After declaring his presidential bid, Umahi has been battling to save his governorship seat after a court order sacked him and his deputy from office over their defection from the PDP to the APC.

Justice Inyang Ekwo of a Federal High Court in Abuja held that their defection was unconstitutional and that they not only jettisoned the PDP, but also the votes that guaranteed their re-election.

However, a Court of Appeal in Enugu upheld Umahi’s position as governor, stating that his defection was constitutional, though immoral.

Ifeanyi Okowa (Delta)

Okowa, who vacated the Delta North senatorial seat after one tenure in 2015 to become governor, is yet to publicly declare his intention to return to the Red Chamber after completing his second term in 2023, but feelers from the state indicate that the governor is planning to switch over to the parliament.

The reported move had set Okowa against his successor, Senator Peter Nwaoboshi, who is serving his second tenure and would want to continue in 2023. Determined to retain his Senate seat, Nwaoboshi, after falling apart with his governor, dumped the PDP for the APC.

Earlier this month, the Delta governor had said his next political move would soon be made public after consultation with stakeholders.

Reacting to speculations that Okowa had procured the PDP nomination and expression of interest forms for senatorial election, the state Commissioner for Information, Charles Aniagwu, said it was within his boss’ constitutional right to return to the Red Chamber.

Ifeanyi Ugwuanyi (Enugu)

The coast has been cleared for Governor Ugwuanyi to move to the legislature in 2023 as the lawmaker representing his Enugu North senatorial district in the Red Chamber, Chukwuka Utazi, announced that he would not run for the senatorial seat.

Utazi, while addressing the delegates of the PDP from the senatorial district, said he decided not to contest to pave the way for the smooth emergence of Ugwuanyi as Enugu North senator in the 10th National Assembly.

“We will follow our brother and leader. We are going to be behind you, and pray that God would guide you to take this decision,” Utazi assured the governor, amid jubilation.

Darius Dickson Ishaku (Taraba)

Governor Ishaku has also commenced scheming to replace the senator representing his Taraba South senatorial district, Emmanuel Bwacha.

The frosty relationship between them forced Bwacha out of the PDP. The lawmaker said he left the party to escape the “apparent persecution” by his governor, whom he accused of being against his political progress.

“I have not made a public declaration about becoming a governor but there have been innuendos and insinuations. People have also been putting pressure on me to run for governor.
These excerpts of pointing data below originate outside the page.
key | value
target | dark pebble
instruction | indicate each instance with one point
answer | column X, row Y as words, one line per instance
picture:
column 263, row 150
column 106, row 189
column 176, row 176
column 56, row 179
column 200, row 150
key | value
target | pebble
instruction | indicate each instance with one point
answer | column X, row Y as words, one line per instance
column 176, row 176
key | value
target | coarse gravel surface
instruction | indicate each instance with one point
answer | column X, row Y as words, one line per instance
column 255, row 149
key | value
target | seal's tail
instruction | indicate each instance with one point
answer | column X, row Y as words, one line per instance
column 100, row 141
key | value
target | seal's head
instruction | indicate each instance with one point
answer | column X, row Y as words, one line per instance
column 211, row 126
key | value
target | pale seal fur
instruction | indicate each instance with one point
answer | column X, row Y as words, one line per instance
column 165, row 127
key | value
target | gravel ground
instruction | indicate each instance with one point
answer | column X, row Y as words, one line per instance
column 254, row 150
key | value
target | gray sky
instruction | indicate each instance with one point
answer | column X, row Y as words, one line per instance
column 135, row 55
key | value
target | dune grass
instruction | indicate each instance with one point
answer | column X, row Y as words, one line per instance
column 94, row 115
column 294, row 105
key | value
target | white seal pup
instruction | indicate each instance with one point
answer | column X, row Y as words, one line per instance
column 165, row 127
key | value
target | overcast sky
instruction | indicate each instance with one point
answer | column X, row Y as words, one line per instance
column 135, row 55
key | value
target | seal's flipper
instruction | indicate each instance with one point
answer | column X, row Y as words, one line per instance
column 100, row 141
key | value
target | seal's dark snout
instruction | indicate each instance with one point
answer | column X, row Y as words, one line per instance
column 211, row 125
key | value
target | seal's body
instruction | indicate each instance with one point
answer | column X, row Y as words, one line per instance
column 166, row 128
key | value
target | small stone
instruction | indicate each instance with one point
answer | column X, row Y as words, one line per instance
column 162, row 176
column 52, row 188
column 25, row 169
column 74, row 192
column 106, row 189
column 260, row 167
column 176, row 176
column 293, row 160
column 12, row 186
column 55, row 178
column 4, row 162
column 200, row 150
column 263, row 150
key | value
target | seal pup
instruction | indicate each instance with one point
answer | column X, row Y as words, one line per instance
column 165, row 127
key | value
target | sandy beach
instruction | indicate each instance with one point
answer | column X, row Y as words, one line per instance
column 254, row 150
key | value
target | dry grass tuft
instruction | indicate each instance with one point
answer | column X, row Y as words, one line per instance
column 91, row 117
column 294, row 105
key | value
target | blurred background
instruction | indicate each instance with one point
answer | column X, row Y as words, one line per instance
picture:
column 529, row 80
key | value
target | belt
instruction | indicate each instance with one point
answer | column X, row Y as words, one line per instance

And I overheard someone say that the only condition for me to sit with him (Ishaku) is if I would drop my gubernatorial ambition,” the lawmaker had said on Channels Television’s ‘Politics Today’ programme.

Aminu Tambuwal (Sokoto)

Tambuwal is a frontline presidential aspirant of the PDP. However, there are speculations in the state that his plan B is to contest the Sokoto South senatorial election if he loses the party’s presidential primary.

There are insinuations that the governor had asked one of his commissioners, Aminu Bala Bodinga, to buy the PDP form for the Sokoto South senatorial zone.

According to political watchers in the state, the governor took the decision because it would be easier for him to ‘retrieve’ the ticket from Bodinga than from Senator Ibrahim Danbaba, who is currently representing the senatorial district in the red chamber.

Danbaba, who was elected on the platform of the PDP, announced his defection to the APC on Wednesday, and many in the state linked his move to the governor’s purported political calculation.

Pundits said that even if Tambuwal got the PDP ticket for the Senate, it would not be an easy sail for him because the zone is a stronghold of the APC.

In 2019, the Sokoto South senatorial election was won by the APC candidate, Abubakar Shehu Tambuwal, but the seat was given to the PDP candidate by the court on technical grounds.

Also, all the members of the House of Representatives from Sokoto South are members of the APC except for Balarabe Kakale, who is representing Bodinga, Dange-Shuni, and Tureta federal constituency. He also got the seat through the court.